The thing is, since at least as far back as December 2017, the Twitter signup process has not allowed you to choose your own username! It instead gives you a name based on your first and last name, plus eight numbers on the end. You aren’t prompted to pick a more distinctive username after that, and you can change it but you need to figure out how to do it yourself.

One of the great mysteries of the last four years is how eager Twitter users are to call each other a “bot”. Another mystery is how robot-like many of the accounts on Twitter appear to be. There are common traits: they react almost impossibly quickly to tweets from politicians and journalists alike, they use loads of emoji in their screen name, and stuff their bios full of hashtags and the phrase “no DMs”. They often ride dangerously close to a parody of whatever party line they toe and, consequently, post nothing of substance. They also tend to swarm hashtags and specific phrases in order to get topics to trend.

So, I have to wonder: are these accounts truly some form of scripted entity, or are they just morons with fast fingers? It sure is hard to tell.

Update: Kylie Brakeman’s take is far better than mine.
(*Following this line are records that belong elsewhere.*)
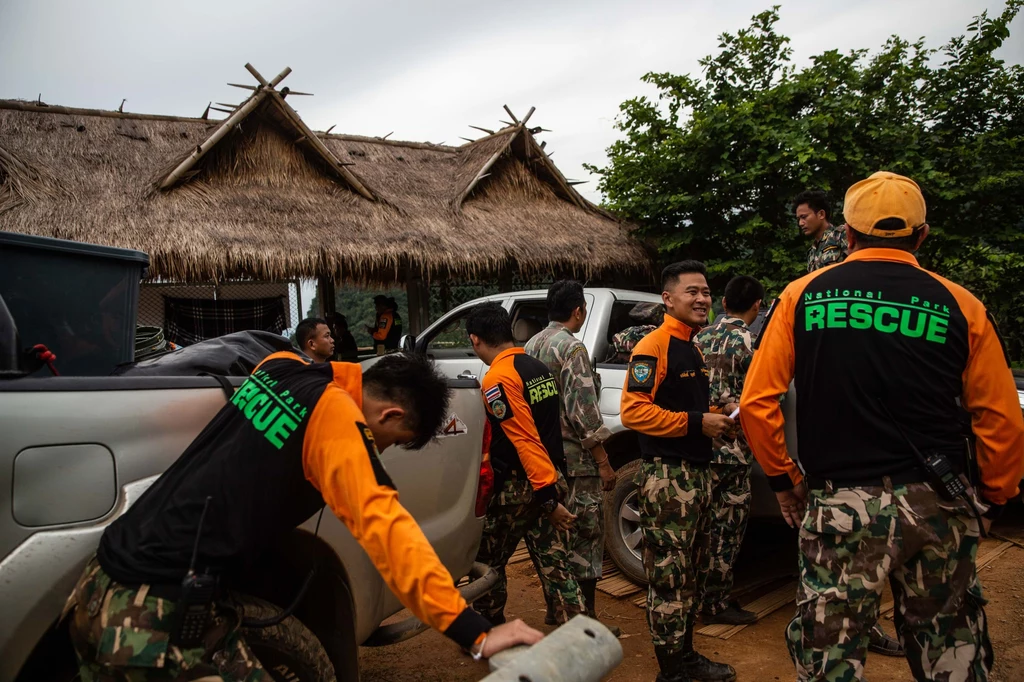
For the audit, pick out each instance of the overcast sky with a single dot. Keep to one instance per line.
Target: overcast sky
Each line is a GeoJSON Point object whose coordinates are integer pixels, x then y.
{"type": "Point", "coordinates": [422, 70]}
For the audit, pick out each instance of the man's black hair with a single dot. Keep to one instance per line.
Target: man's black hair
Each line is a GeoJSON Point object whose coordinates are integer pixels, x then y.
{"type": "Point", "coordinates": [563, 297]}
{"type": "Point", "coordinates": [816, 200]}
{"type": "Point", "coordinates": [492, 323]}
{"type": "Point", "coordinates": [306, 330]}
{"type": "Point", "coordinates": [412, 381]}
{"type": "Point", "coordinates": [741, 293]}
{"type": "Point", "coordinates": [672, 272]}
{"type": "Point", "coordinates": [875, 242]}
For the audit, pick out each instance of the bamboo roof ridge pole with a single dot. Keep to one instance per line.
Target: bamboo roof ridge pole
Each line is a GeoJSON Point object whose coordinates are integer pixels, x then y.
{"type": "Point", "coordinates": [252, 70]}
{"type": "Point", "coordinates": [480, 175]}
{"type": "Point", "coordinates": [242, 112]}
{"type": "Point", "coordinates": [322, 148]}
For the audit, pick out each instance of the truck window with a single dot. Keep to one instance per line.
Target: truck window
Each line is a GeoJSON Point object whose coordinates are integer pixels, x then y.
{"type": "Point", "coordinates": [451, 340]}
{"type": "Point", "coordinates": [617, 321]}
{"type": "Point", "coordinates": [528, 317]}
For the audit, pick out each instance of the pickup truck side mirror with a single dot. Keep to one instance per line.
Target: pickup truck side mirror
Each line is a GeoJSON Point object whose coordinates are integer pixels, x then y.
{"type": "Point", "coordinates": [11, 357]}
Sandboxing and Default URL Handlers mjtsai.com

Brent Simmons:

NetNewsWire lets you set the default RSS reader to itself or any other RSS reader. It’s an important feature.

Now that we’re sandboxing the app, we’re losing that feature, as LSSetDefaultHandlerForURLScheme is apparently disallowed for sandboxed apps.

Michael Tsai:

This is a good example of how the sandbox still feels half-baked. 9 years later, it’s not documented that this function doesn’t work in sandboxed apps. There’s no replacement API, e.g. that asks the user whether it’s OK to change the URL handler. The system UI for setting the preferred RSS app has been removed, so the user can’t do it manually.

This limitation kind of makes sense if you squint a bit: sandboxing puts a wall around what an app knows about its external environment, and an app ignorant of everything else it shares a processor with cannot possibly configure defaults for the rest of the machine. Some of the people replying to Simmons suggest creating a utility “helper” app, distributed separately, to set a default URL handler for feed URL schemes — an almost comically inefficient workaround. I like sandboxing in principle, but stuff like this makes its MacOS implementation feel thoughtless and shallow.

Ad Platforms, Like Those From Facebook and Twitter, Avoid Apple’s Thirty Percent Commission ia.net

Oliver Reichenstein, writing on the iA blog:

Ads are digital goods. What else are ads? Spiritual goods? They are the digital good. They are what is driving the digital economy in the first place! And, yes, Facebook, Instagram, Twitter, and so on do have direct transactions built into the apps. And, no, they do not pay any fees to Apple for these in-app transactions.

Apple keeps repeating that the rules are the same for all, but they are not. The top ten apps do sell digital goods and only two of the top ten apps pay Apple. Netflix and Amazon. Netflix and Amazon have found a backdoor to avoid the 30% tax. One difference between the big apps and those who pay Apple is that they charge consumers. The top 5 apps are ad-based, feed on our privacy, and charge companies for it. You may have noticed that the big ones who are charged, companies like Netflix, Amazon, and Spotify also happen to be direct competitors of Apple.

Apple also has a small ads business with the App Store, thereby kind-of-sort-of competing with Google — but point taken.

This is not in strict opposition to the App Store guidelines. Buying ads does not “unlock features or functionality within [an] app” any more than, say, using a banking app to send or receive money. Neither uses in-app purchases because it would not make sense. But that is an awful thin line that, as Reichenstein writes, benefits ad-supported anti-privacy apps over those that have a one-time or monthly cost.